The UN’s role in South Sudan is simple – to protect civilians and build durable peace. In reality it is far from simple.

There are glimmers of hope. A national dialogue has begun and may help pave the way forward for reconciliation among South Sudanese, as long as it engages genuinely with everyone. Meanwhile, the regional countries that surround land-locked South Sudan are re-engaging with both government and opposition groups to revitalise the peace agreement that was signed in 2015 but collapsed a year later.

The UN mission in South Sudan is also taking a fresh approach. It directly protects 220,000 internally displaced people who live inside or next to its bases across the country.
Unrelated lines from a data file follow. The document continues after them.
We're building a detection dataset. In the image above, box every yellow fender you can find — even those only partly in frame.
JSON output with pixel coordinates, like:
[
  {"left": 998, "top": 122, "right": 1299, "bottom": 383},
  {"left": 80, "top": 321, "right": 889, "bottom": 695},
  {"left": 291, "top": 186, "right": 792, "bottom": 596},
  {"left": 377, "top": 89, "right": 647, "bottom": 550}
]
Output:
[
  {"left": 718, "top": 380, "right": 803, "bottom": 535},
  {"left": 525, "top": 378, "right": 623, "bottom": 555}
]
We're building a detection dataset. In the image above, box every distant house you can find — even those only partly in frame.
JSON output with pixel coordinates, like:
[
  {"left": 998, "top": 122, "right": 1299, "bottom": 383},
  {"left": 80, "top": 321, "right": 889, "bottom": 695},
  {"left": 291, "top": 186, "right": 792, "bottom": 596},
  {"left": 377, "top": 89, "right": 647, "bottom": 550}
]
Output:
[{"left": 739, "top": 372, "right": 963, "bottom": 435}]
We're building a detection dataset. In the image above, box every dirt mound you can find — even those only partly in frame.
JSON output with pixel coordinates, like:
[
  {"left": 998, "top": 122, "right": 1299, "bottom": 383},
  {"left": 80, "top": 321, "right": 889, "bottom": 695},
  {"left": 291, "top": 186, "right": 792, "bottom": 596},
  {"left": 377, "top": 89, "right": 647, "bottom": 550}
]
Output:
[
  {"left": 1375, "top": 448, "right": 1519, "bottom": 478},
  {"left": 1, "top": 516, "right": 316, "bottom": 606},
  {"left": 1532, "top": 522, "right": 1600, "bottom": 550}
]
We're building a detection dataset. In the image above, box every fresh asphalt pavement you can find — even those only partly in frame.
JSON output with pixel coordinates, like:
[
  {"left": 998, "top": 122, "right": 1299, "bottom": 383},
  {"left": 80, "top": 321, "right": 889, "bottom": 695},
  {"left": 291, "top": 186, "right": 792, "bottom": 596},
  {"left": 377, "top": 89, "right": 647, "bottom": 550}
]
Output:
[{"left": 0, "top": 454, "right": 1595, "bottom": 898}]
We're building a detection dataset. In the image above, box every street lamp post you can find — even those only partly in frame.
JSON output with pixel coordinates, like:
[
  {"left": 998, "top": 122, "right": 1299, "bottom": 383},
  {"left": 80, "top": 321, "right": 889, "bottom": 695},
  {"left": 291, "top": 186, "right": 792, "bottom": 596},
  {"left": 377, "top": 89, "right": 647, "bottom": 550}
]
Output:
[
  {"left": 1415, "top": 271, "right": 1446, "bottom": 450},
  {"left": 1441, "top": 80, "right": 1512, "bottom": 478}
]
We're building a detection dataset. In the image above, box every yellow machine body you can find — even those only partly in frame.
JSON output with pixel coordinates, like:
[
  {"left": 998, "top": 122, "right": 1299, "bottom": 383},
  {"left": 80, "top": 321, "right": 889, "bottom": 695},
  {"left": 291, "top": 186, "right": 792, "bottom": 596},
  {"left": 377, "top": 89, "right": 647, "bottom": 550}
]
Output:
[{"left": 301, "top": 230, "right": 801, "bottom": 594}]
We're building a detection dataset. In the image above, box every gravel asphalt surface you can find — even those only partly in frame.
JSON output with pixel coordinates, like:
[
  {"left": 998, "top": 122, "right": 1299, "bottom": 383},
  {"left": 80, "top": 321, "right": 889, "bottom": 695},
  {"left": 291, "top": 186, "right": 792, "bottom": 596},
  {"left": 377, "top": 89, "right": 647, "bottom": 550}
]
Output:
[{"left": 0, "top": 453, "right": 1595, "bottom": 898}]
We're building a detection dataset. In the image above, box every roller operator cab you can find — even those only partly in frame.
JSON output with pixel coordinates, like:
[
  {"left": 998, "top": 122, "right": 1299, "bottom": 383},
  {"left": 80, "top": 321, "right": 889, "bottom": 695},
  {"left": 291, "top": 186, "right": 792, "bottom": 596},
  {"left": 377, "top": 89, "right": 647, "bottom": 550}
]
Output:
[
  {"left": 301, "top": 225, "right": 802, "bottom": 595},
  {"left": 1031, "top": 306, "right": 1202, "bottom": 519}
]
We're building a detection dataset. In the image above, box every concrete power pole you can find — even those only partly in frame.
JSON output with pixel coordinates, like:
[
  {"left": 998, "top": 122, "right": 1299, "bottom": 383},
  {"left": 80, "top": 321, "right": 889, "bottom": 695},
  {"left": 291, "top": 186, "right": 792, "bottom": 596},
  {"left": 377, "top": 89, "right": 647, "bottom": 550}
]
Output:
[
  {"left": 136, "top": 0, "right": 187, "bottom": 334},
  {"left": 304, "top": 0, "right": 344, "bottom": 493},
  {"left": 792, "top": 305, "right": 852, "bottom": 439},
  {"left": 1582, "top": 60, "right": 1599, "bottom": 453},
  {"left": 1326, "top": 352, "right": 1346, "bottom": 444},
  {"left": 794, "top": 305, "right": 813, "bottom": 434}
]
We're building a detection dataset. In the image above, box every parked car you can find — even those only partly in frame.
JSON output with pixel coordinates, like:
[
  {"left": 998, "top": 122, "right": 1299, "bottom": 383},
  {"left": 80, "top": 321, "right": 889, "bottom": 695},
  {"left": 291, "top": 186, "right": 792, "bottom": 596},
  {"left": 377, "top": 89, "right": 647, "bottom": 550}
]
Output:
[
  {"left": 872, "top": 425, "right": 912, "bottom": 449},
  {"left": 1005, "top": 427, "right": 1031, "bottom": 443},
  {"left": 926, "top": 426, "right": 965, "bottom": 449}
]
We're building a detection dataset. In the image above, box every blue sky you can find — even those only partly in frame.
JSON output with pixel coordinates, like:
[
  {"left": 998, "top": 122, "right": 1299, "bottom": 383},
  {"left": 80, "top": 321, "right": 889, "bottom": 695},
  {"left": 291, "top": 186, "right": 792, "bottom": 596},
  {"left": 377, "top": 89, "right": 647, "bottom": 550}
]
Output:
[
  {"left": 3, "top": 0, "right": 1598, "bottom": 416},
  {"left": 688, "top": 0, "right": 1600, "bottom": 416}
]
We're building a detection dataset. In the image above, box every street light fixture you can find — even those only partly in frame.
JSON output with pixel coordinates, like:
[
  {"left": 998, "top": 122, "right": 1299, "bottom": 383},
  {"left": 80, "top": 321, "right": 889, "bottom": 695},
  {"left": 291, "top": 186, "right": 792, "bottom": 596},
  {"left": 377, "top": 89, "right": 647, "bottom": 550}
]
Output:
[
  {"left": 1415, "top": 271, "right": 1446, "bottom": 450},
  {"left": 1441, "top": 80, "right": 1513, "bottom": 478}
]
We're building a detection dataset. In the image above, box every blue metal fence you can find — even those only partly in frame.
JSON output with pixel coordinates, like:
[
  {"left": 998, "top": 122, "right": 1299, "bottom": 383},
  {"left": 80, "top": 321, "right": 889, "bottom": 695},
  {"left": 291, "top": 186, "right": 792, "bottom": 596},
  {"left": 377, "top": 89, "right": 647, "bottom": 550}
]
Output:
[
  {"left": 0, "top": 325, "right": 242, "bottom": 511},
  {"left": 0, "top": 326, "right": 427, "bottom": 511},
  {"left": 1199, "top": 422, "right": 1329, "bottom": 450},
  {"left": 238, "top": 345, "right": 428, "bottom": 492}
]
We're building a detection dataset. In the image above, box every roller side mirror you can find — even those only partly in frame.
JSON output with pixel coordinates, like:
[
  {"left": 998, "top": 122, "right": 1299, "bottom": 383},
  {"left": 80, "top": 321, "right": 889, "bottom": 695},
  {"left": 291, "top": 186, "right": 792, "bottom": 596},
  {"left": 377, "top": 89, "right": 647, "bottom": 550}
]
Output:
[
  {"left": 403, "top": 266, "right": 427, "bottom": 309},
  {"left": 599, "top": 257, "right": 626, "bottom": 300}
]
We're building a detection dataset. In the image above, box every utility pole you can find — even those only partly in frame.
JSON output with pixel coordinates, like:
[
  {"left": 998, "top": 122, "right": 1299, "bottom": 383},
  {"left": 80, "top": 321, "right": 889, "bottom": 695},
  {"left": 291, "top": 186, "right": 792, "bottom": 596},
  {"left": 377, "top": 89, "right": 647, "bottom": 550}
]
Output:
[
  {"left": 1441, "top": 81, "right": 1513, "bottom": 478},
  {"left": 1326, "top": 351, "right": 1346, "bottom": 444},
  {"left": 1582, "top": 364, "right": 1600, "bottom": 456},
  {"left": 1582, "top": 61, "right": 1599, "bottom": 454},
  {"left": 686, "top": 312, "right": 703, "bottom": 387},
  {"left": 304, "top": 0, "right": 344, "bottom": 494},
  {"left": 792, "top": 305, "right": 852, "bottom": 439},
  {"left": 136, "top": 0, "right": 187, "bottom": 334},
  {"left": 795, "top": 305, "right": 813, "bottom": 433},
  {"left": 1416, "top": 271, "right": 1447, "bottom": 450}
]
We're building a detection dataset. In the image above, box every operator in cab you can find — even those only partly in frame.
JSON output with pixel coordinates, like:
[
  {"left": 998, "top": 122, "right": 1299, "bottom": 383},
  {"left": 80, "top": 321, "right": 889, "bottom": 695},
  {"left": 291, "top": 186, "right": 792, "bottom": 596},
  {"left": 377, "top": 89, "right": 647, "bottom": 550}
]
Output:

Thousands of these people would not be alive today if it was not for peacekeepers drawn from 57 different countries.

New Zealanders make a strong contribution in South Sudan, working in humanitarian roles as well as with the UN Mission.

The Defence Force has three military liaison officers on the ground plus one based in my office.

But the New Zealand Defence Force could magnify its impact many-fold through positioning two or three trainers here. That simple presence could raise the capability of our 12,000 troops and make a real difference for our peacekeepers trying to do a difficult job in incredibly challenging conditions.

The UN mission has needed to step up its efforts. It is doing so with a new approach best described as proactive, nimble and robust.

Peacekeepers now patrol deeper into the country than ever before to reach far-flung communities. They now deploy rapidly in crisis situations, such as the helicoptering of 80 Rwandan peacekeepers to the village of Aburoc two months ago when fierce fighting forced humanitarian workers out, leaving tens of thousands of exhausted and frightened civilians facing an imminent outbreak of cholera. Just that intervention, together with humanitarian agencies, saved hundreds of lives.

Peacekeepers respond robustly when denied access to areas by armed actors and when they come under attack themselves. When Ghanaian troops came under fire in Leer, threatening the lives of 1,300 displaced people sheltering next to the base, they rapidly returned fire, deterring the attack.

But the UN is in South Sudan as peacekeepers, not war-makers shooting its way through situations as others often expect us to do. Getting the balance right – standing up for civilians yet staying neutral and out of the conflict – is tricky.

The UN is not alone in its endeavours. Hundreds of humanitarian workers risk their lives every day in atrocious conditions to reach people needing food and health care. They show tremendous courage and their efforts are working. The aid is getting through.

While the mood in South Sudan for their 9th of July celebrations may not be celebratory, we remain hopeful that in time the people will feel the same pride of being citizens of a country protecting their rights as in the US, New Zealand and so many countries around the world do. We take it for granted – they dream of doing the same.